Used car prices surge amid chip shortage. Is it time to sell your ride?

A semiconductor chip shortage has hamstrung the production of a number of products including automobiles. The bottleneck has led some automakers to limit production or store inventory as assembled vehicles await these integral silicon components. With new vehicles in short supply, used vehicles are selling at a premium. But how long could the increased pricing last and when could the chip shortage normalize?

Used vehicles prices have soared in recent months, especially earlier this year. Compared to the previous month, used vehicles prices surged 10% and 7.3% in April and May, respectively, according to data from the Bureau of Labor Statistics, before a 10.5% jump in June. These increases were followed by minimal fluctuations in the summer months and a 2.5% increase in October.

Year over year, component indexes for used cars and trucks increased 26.4%, and new vehicles jumped 9.8%, the “largest 12-month increase since the period ending May 1975,” the report said.

“The used-car market is feeling the effects of the new-car market’s semiconductor chip shortage woes,” said Jenni Newman, editor-in-chief at

Citing company data, Newman said new-vehicle inventory has decreased 60% in 2021, with the median price tag up 53% in less than one year, jumping from about $16,000 in January to $24,524 in October. Overall, this premium pricing is spread out across the spectrum of vehicle makes and models, according to Newman.

“Because there are fewer new cars for sale right now, that’s pushing a lot of shoppers into the used-car market, which is leading to greater demand for used cars as well as higher prices,” Newman said.

The chip shortage hindering new vehicle production isn’t expected to normalize in the near term and could last beyond 2022 by some estimates. So, when could used car prices peak and how long could increased pricing last?
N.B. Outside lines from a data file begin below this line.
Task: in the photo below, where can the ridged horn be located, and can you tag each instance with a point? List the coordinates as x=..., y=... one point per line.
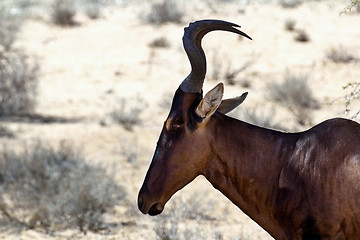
x=192, y=44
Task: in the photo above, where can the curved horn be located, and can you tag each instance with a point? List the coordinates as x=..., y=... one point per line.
x=192, y=44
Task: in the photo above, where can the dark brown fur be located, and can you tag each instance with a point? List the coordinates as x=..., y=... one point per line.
x=295, y=185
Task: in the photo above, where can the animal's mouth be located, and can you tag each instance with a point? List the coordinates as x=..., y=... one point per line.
x=155, y=209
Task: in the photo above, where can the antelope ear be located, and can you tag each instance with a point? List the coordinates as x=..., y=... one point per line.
x=210, y=102
x=228, y=105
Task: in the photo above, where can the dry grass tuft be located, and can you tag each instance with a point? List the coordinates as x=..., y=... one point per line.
x=54, y=189
x=164, y=11
x=125, y=115
x=63, y=12
x=18, y=85
x=340, y=55
x=295, y=94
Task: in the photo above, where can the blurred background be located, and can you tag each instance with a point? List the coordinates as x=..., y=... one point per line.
x=85, y=86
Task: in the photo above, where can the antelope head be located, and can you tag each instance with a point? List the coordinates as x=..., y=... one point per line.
x=183, y=148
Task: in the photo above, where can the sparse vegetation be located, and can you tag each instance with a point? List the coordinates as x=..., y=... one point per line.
x=54, y=189
x=290, y=25
x=160, y=42
x=63, y=12
x=302, y=36
x=295, y=94
x=93, y=8
x=18, y=85
x=9, y=28
x=165, y=11
x=351, y=97
x=340, y=55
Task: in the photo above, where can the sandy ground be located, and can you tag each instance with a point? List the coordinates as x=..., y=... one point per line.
x=87, y=70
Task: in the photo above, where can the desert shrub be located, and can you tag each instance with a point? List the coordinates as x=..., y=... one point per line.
x=290, y=25
x=164, y=11
x=260, y=118
x=170, y=224
x=354, y=4
x=63, y=12
x=93, y=8
x=340, y=54
x=9, y=27
x=18, y=85
x=125, y=115
x=301, y=36
x=295, y=94
x=160, y=42
x=289, y=3
x=54, y=188
x=351, y=97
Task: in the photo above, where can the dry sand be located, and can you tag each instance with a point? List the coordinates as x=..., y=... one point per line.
x=88, y=69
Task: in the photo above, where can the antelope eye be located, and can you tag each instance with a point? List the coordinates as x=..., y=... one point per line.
x=175, y=126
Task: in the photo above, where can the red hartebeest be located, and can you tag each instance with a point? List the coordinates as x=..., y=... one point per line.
x=302, y=185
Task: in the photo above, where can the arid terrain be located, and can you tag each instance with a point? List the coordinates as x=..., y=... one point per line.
x=111, y=83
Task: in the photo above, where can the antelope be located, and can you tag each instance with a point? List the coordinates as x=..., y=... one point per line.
x=303, y=185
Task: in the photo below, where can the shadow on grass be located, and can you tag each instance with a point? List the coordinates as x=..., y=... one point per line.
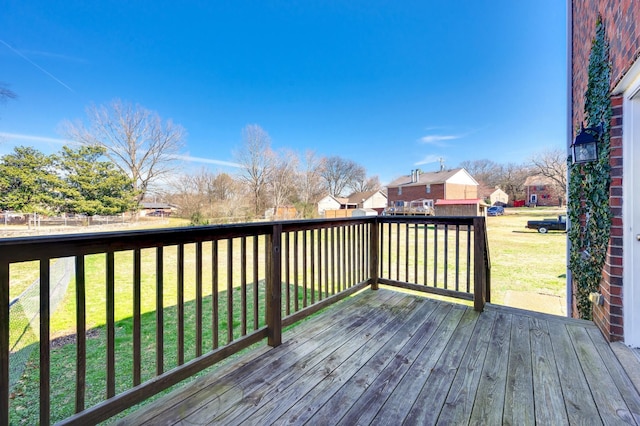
x=24, y=403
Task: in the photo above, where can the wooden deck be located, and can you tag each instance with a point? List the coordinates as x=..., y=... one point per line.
x=385, y=357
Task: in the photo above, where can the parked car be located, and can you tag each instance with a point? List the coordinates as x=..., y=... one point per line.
x=545, y=225
x=495, y=211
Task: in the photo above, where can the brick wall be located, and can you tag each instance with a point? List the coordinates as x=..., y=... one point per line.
x=456, y=191
x=609, y=316
x=410, y=193
x=621, y=17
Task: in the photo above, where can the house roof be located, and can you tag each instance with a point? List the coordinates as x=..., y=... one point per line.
x=538, y=180
x=431, y=178
x=459, y=202
x=357, y=197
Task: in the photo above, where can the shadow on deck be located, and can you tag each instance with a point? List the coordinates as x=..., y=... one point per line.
x=387, y=357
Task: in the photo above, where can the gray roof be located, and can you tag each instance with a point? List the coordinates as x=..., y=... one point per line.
x=426, y=178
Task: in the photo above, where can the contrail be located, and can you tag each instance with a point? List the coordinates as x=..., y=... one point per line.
x=38, y=66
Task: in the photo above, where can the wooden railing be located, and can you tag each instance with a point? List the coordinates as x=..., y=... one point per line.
x=169, y=303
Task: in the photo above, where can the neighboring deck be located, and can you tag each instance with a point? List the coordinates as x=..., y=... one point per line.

“We’re seeing the monthly rate at which used-car prices increase slow, and with used-car inventory levels increasing, it could be that used-car prices will stabilize at this higher level within the coming months,” Newman said, citing company data.

As for a concrete timeline for this economic situation, Newman said it’s “difficult to say” when pricing could peak, but it’s “unlikely” used car prices will drop in the near term.

“The new-car inventory levels need to increase, taking pressure off the used-car market, and that increase is dependent on chip shortage being resolved, which could take most of 2022,” she said.

In the interim, the chip shortage and supply chain bottlenecks could present an economic opportunity for some car owners; especially people with an extra vehicle they could put on the market.

If people have a vehicle they aren’t using regularly, Newman said now is a solid time to sell these assets.

“Maybe they have two or three cars and there’s one that’s always sitting in the driveway, that’s the one to sell,” she said. “With the used-car market inventory at a higher level, the window for selling a used vehicle to a dealer at a premium could be closing in the coming months.”

On the flip side, Newman said households with only one vehicle may want to hold onto these models.

“While you could get top dollar for it, buying a new or used car could take a while due to the inventory issues and it could also cost a lot more than you anticipated,” she said.

For one-vehicle households in the market for another car, Newman offered a few suggestions to help with the search. This includes starting the search earlier, remaining flexible and considering ordering a vehicle from a dealership.

While the window for people looking to sell a used vehicle at a premium is tied in part to the current chip shortage, this economic opportunity may not end immediately as semiconductor chip inventories normalize.

Even when the chip shortage is resolved and new vehicle inventories return to normal, Newman said it could take months for used vehicle prices to drop.

“While it’s possible that automakers could flood the market with new cars, I suspect that they will take the lessons learned over the last two years of pandemic and work to keep the supply of new cars under tighter control.”

As a result, it could take some time for used vehicles prices to drop, according to Newman, and even when they do, she said these prices won’t decrease to the levels we saw in early 2021.

Mark Beneke, the co-owner of two used car dealerships in Fresno, Calif., said he doesn’t expect the high used car appreciation to last “forever” and recommended people take advantage of the current market opportunity, albeit with stipulations.

“Obviously, [selling your car] doesn’t make sense if you’re just going to go purchase something else that is overpriced. That would just put you in the same spot you were in,” he said. “However, if you have extra vehicles that can get you by, take advantage of the chip shortage!”

As an example, Beneke said an employee recently sold their own 2016 vehicle with “tons of miles” and a number of dings and scratches for $1,000 less than the original amount paid for the new vehicle.

“If that doesn’t show you how insane this market is right now, I don’t know what will,” he said.